Cover for Trotter: Black Milwaukee: The Making of an Industrial Proletariat, 1915-45. Click for larger image

Black Milwaukee

The Making of an Industrial Proletariat, 1915-45

An updated version of a fiery classic

Praise for the first edition: “Trotter has written a valuable, provocative book that opens new areas for certain--and heated--debate.”--Journal of American Ethnic History

Other historians have tended to treat black urban life mainly in relation to the ghetto experience, but in Black Milwaukee, Joe William Trotter Jr. offers a new perspective that complements yet also goes well beyond that approach. The blacks in Black Milwaukee were not only ghetto dwellers; they were also industrial workers. The process by which they achieved this status is the subject of Trotter’s groundbreaking study.

This second edition features a new preface and acknowledgments, an essay on African American urban history since 1985, a prologue on the antebellum and Civil War rootsof Milwaukee’s black community, and an epilogue on the post-World War II years and the impact of deindustrialization, all by the author. Brief essays by four of Trotter’s colleagues--William P. Jones, Earl Lewis, Alison Isenberg, and Kimberly L. Phillips--assess the impact of the original Black Milwaukee on the study of African American urban history over the past twenty years.

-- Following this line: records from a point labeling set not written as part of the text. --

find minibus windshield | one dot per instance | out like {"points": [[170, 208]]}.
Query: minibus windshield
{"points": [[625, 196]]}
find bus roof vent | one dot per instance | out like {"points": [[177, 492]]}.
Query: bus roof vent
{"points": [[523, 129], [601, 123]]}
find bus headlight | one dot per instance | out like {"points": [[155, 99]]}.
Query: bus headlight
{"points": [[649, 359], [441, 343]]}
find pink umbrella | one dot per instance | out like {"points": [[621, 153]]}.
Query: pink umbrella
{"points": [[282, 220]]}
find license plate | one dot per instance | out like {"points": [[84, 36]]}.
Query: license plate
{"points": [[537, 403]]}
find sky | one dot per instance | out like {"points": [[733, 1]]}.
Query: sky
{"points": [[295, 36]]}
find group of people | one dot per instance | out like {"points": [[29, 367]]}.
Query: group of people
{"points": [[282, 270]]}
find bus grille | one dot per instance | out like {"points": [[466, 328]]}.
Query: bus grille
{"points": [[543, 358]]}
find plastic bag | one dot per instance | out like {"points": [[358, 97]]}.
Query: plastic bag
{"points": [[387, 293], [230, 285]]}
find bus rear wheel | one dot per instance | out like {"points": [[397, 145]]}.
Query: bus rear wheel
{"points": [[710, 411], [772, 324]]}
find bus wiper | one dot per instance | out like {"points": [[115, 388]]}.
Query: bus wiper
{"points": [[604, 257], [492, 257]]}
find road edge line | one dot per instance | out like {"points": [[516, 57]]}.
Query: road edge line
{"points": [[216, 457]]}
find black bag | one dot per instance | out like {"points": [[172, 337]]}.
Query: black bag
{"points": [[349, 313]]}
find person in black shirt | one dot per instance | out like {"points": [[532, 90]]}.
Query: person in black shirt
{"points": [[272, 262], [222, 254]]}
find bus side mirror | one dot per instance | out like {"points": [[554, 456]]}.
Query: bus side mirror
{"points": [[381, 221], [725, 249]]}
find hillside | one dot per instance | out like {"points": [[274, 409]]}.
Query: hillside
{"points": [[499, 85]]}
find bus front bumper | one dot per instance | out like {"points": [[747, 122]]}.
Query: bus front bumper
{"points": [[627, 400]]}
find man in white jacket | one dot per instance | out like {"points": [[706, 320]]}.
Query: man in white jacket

"Trotter has written a valuable, provocative book that opens new areas for certain--and heated--debate."--Arnold R. Hirsch, Journal of American Ethnic History

"Trotter blazed new ground, courageously argued his thesis despite the skeptical eyes of non-Marxists, seamlessly connected local, urban, black, and labor history, and skillfully recounted the ways that black Milwaukeeans forged their own lives. . . . The second edition is well worth reading."--H-Urban

"Thanks to its original methodology, outstanding research and meticulous attention to detail Black Milwaukee has become a seminal work in labour history."--Left History

“This highly readable book is a classic, and rightly so, in the interconnected areas of labor, black, and urban history.”--Labor Studies Journal

Joe William Trotter Jr. is Mellon Professor of History and director of the Center for African American Urban Studies and Economy (CAUSE) at Carnegie Mellon University. He is also past president of the Labor and Working Class History Association and the author of Coal, Class, and Color: Blacks in Southern West Virginia, 1915-32.